Ich zitiere aus der Einführung von Koschka Linkerhand über „Das politische Subjekt Frau“, Seite 37/38 der ersten Auflage:

Der stetige, unreflektierte Wechsel von Identitätskritik und alternativer Identitätsfindung führt dazu, dass eine entlastende, nachsichtige, auch humorvolle Distanz zur eigenen Identität kaum mehr möglich ist. Identitäten müssen hautnah sitzen oder ausgewechselt werden. Das zeigt sich beispielhaft im Glossar von AVEN, eine Plattform für Asexuelle. Dort heißt es zum Begriff Kuchen (…) als asexuelles Symbol (…): „Entstanden aus dem Witz, dass Asexuelle lieber Kuchen als Sex mögen. Deswegen sollte sich aber niemand genötigt fühlen, Kuchen zu essen. Es gibt auch Asexuelle, die keinen Kuchen mögen.“

Zur Sicherheit: Gut, dass es AVEN gibt und dass Asexuelle hier Austausch finden. Aber bedenklich ist, dass ernstlich ausgeführt werden muss, dass ein zufälliges und ironisches subkulturelles Symbol nicht zum bezeichnenden Inhalt der asexuellen Identität gehört. Das heißt, es gehört durchaus dazu — aber es kann in bestimmten Einzelfällen davon abgesehen werden, ohne dass die asexuelle Identität komplett infrage gestellt wird.

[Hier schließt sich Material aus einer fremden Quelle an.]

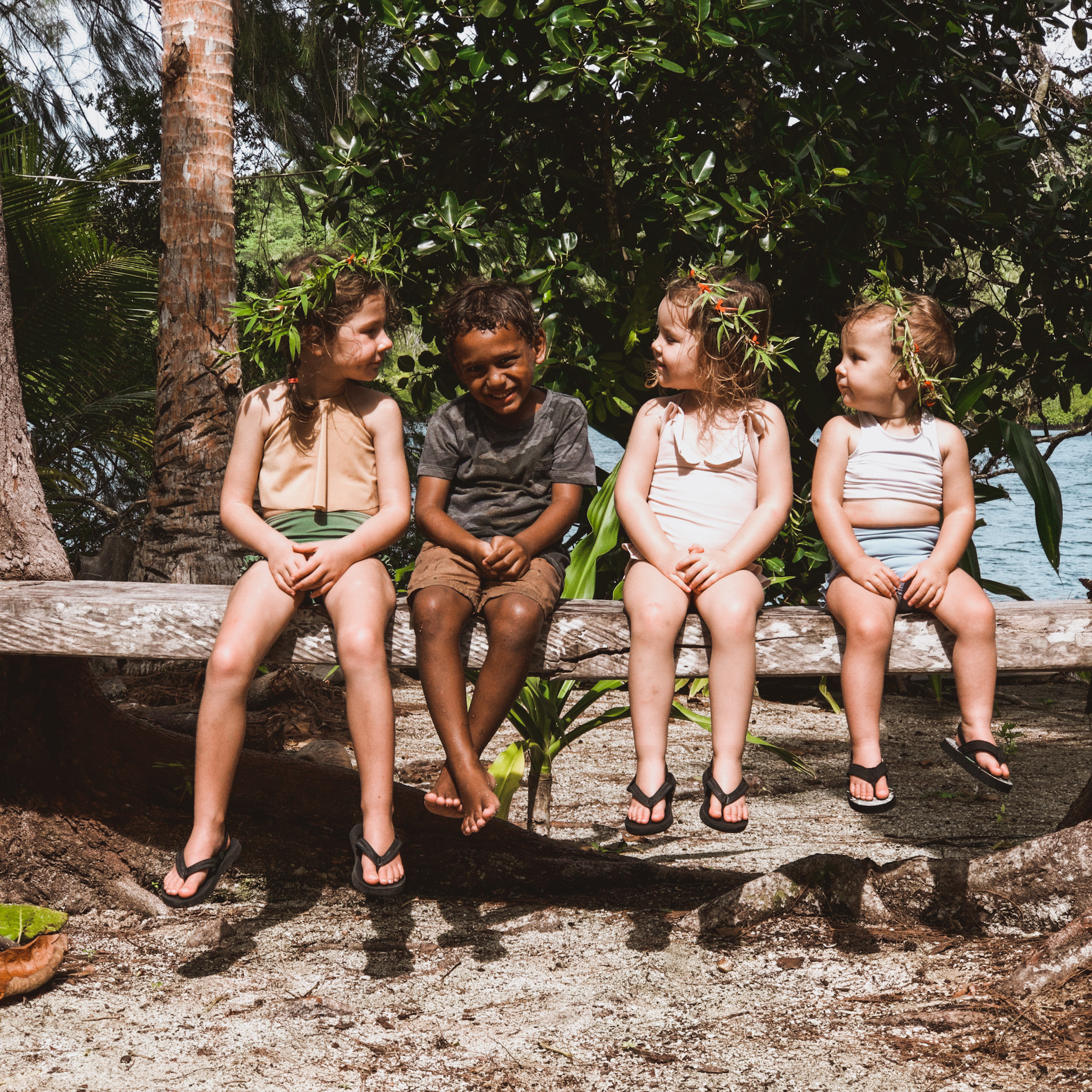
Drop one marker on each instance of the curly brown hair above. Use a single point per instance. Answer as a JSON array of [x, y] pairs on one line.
[[731, 378], [479, 304], [930, 327], [352, 288]]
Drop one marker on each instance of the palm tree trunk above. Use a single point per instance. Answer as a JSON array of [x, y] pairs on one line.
[[29, 548], [198, 389]]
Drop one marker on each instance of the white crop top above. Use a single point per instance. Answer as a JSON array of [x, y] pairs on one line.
[[896, 468]]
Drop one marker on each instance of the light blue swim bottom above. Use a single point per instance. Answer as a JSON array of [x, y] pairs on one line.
[[899, 549]]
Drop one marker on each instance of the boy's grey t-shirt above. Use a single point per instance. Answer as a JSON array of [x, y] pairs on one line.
[[502, 478]]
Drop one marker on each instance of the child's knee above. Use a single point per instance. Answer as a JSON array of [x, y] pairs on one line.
[[516, 619], [230, 664], [358, 647]]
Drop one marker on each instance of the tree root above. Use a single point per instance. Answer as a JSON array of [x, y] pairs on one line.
[[1037, 886]]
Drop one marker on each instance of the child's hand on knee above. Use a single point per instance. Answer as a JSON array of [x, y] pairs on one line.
[[284, 564], [325, 565], [927, 583], [701, 569], [508, 559], [874, 575]]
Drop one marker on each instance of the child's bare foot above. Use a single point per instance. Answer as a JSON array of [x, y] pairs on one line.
[[650, 777], [379, 833], [986, 761], [480, 802], [727, 772], [202, 846], [443, 800], [858, 788]]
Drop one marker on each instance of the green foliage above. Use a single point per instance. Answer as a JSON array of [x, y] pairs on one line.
[[84, 317], [585, 152], [22, 922]]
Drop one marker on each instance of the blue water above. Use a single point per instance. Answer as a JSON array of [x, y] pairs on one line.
[[1008, 545]]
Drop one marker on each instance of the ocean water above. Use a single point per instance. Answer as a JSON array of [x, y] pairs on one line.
[[1008, 545]]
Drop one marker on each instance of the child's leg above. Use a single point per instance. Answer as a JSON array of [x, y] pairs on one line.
[[438, 614], [360, 605], [868, 620], [730, 609], [969, 614], [656, 608], [257, 613]]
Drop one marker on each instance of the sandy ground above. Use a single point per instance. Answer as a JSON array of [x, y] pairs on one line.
[[328, 992]]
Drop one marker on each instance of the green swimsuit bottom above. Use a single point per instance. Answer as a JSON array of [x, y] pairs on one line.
[[308, 526]]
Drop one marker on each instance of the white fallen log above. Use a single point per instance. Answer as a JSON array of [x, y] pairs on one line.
[[584, 639]]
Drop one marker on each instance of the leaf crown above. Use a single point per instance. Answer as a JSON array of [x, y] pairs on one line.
[[930, 388], [270, 325], [735, 325]]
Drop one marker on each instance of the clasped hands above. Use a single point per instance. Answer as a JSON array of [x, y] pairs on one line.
[[698, 569], [927, 580], [310, 567]]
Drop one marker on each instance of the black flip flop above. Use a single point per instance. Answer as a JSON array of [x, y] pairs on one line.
[[962, 751], [872, 775], [712, 789], [362, 849], [214, 866], [665, 793]]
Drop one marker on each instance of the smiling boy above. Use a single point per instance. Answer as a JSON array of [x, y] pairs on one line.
[[501, 482]]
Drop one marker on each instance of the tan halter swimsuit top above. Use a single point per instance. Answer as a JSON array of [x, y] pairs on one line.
[[327, 464]]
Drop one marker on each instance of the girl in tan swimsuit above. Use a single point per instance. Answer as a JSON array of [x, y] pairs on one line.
[[327, 457], [703, 488]]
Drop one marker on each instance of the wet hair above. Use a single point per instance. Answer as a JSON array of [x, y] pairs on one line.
[[928, 324], [487, 305], [352, 288], [731, 379]]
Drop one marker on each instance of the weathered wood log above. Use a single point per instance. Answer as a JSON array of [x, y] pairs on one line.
[[584, 639]]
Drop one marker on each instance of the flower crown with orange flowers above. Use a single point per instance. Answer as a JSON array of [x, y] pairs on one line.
[[736, 323], [266, 322], [930, 389]]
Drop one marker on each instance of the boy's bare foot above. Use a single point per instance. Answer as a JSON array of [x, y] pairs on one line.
[[986, 761], [379, 833], [443, 799], [727, 772], [201, 847]]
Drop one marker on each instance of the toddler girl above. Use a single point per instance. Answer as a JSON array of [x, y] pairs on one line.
[[885, 475], [703, 488], [327, 457]]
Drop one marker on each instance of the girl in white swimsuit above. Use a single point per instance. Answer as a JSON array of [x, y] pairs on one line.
[[703, 488], [894, 499]]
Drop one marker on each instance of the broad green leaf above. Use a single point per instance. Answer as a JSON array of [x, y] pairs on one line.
[[721, 39], [1040, 482], [449, 209], [580, 576], [428, 59], [22, 922], [970, 394], [703, 166], [508, 769]]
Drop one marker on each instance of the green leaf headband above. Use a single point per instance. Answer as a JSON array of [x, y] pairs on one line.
[[272, 319], [930, 389], [735, 322]]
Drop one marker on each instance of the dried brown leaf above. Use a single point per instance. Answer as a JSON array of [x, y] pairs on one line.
[[26, 968]]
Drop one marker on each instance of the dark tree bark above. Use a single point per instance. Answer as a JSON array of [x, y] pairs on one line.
[[198, 390], [29, 548]]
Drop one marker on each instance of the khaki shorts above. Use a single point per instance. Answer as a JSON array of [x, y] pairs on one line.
[[437, 566]]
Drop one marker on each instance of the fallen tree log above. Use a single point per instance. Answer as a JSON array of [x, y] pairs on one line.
[[584, 638]]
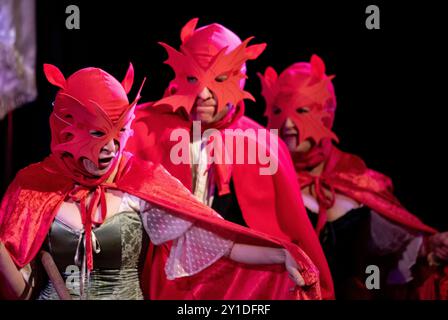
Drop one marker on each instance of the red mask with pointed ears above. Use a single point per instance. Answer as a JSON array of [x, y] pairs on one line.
[[90, 100], [303, 93], [210, 57]]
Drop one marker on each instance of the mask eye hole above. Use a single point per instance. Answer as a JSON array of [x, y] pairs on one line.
[[97, 133], [303, 110], [192, 79], [221, 78], [276, 110]]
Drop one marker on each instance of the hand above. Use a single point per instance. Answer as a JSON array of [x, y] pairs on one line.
[[438, 245], [293, 269]]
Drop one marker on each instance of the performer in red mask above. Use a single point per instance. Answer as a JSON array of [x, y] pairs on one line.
[[354, 211], [93, 206], [207, 91]]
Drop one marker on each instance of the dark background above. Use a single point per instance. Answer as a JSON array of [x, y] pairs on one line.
[[390, 98]]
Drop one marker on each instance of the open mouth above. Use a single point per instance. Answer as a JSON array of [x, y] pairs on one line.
[[104, 162]]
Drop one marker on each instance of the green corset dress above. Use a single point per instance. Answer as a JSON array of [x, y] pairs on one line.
[[121, 244]]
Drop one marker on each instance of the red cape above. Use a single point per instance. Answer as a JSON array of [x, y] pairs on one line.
[[271, 204], [31, 202], [349, 175]]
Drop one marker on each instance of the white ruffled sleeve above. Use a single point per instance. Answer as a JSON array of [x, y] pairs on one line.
[[193, 249]]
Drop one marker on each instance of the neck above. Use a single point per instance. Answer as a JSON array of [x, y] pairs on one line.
[[317, 170], [112, 176]]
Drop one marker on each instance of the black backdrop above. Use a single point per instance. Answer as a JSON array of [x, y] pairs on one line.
[[389, 99]]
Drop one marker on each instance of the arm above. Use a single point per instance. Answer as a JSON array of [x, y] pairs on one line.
[[13, 285], [435, 248], [249, 254]]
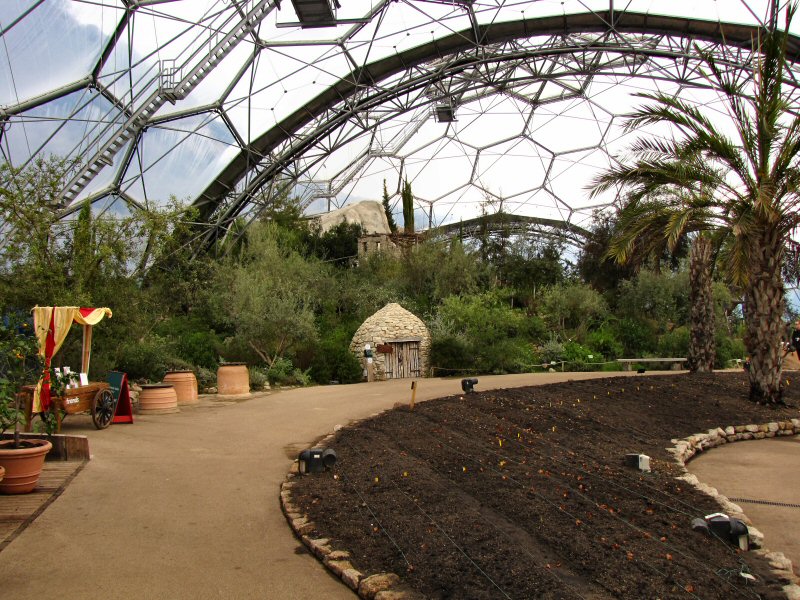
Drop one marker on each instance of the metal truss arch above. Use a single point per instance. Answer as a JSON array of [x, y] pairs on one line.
[[570, 45]]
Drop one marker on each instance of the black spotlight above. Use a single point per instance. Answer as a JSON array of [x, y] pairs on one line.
[[316, 460], [468, 385]]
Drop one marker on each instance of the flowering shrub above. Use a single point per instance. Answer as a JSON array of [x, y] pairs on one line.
[[19, 365]]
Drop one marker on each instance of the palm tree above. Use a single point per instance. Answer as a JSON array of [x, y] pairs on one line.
[[647, 224], [754, 178]]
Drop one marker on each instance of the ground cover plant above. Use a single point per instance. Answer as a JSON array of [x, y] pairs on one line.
[[522, 493]]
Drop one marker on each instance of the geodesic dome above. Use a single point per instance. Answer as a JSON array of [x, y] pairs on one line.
[[483, 106]]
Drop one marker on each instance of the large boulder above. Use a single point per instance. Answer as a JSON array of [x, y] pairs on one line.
[[367, 213]]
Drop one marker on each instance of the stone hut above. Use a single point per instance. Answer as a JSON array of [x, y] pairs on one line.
[[399, 341]]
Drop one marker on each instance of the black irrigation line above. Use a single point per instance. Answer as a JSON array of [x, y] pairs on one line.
[[712, 568], [374, 516], [561, 510], [619, 472], [506, 535], [441, 530], [451, 540], [766, 502], [744, 567]]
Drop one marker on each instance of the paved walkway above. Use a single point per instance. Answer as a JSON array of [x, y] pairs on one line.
[[186, 505], [767, 472]]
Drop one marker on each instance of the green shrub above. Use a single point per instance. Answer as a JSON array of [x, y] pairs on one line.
[[510, 355], [675, 342], [333, 361], [578, 357], [147, 358], [605, 342], [258, 378], [638, 338], [451, 356], [550, 352], [728, 349], [193, 340], [283, 372], [206, 378]]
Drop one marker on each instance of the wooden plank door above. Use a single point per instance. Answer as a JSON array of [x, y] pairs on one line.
[[403, 361]]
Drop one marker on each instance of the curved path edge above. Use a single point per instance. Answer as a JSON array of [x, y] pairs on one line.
[[685, 449], [389, 586]]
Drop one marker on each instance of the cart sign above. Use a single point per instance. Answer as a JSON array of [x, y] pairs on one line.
[[118, 382]]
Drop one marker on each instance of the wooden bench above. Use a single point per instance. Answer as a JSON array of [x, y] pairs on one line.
[[675, 363]]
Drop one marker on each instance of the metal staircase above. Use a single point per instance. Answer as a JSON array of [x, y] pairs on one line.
[[167, 90]]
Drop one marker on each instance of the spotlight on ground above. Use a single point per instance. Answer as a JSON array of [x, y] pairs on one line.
[[316, 460], [468, 384]]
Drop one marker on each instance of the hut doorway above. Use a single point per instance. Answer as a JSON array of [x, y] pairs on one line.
[[402, 359]]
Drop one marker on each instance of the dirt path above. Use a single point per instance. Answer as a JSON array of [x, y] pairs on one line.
[[186, 505]]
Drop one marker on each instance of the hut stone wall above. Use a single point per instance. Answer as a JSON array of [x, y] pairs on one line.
[[399, 340]]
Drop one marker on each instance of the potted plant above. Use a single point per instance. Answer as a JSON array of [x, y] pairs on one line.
[[22, 459]]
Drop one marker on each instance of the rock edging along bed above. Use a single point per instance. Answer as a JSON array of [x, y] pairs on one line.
[[377, 586], [389, 586], [686, 448]]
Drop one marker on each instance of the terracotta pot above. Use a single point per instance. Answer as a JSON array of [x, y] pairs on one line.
[[185, 384], [233, 378], [158, 399], [22, 465]]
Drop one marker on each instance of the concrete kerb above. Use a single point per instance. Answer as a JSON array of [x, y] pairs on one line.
[[686, 448]]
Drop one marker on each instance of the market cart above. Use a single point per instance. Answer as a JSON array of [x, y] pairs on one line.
[[95, 398], [51, 325]]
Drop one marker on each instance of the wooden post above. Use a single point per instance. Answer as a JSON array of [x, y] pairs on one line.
[[87, 349]]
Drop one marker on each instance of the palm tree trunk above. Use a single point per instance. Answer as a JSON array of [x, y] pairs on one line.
[[764, 317], [701, 345]]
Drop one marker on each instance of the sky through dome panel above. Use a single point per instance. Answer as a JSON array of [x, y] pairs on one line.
[[538, 97], [38, 56], [179, 157]]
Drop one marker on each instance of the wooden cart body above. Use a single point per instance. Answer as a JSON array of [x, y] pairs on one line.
[[96, 398]]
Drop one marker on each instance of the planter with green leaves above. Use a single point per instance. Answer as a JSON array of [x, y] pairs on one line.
[[22, 459]]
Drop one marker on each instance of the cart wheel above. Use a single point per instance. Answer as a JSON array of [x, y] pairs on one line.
[[103, 408]]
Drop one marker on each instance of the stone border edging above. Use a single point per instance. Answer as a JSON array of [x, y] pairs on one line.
[[388, 586], [376, 586], [65, 446], [686, 448]]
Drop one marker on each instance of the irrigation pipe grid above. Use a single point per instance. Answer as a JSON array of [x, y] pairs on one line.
[[720, 572]]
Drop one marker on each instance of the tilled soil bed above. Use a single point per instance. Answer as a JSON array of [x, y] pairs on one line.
[[522, 493]]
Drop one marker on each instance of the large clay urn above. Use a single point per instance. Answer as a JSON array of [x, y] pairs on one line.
[[232, 379], [185, 384], [158, 399], [23, 465]]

Also, das Zitat im Zitat stammt aus der alten Broschüre von AktivistA und ist in der neuen wieder aufgelegt. Bei der Neuformulierung des FAQs 2012/13 kam die Idee auf, für Neulinge ein paar Insidersachen zu erklären, die zu diversen Witzen und Blognamen geführt haben. Ich habe diese Sätze damals geschrieben.

Logisch hätte ich es bei der Erklärung des Witzes belassen können, aber ich fand den Hinweis „nicht alle Asexuellen mögen Kuchen“ damals ganz witzig, da ich ja wusste, wie viel Kuchen ich seit meiner Anmeldung im AVEN-Forum konsumierte: Auch nicht mehr als vorher.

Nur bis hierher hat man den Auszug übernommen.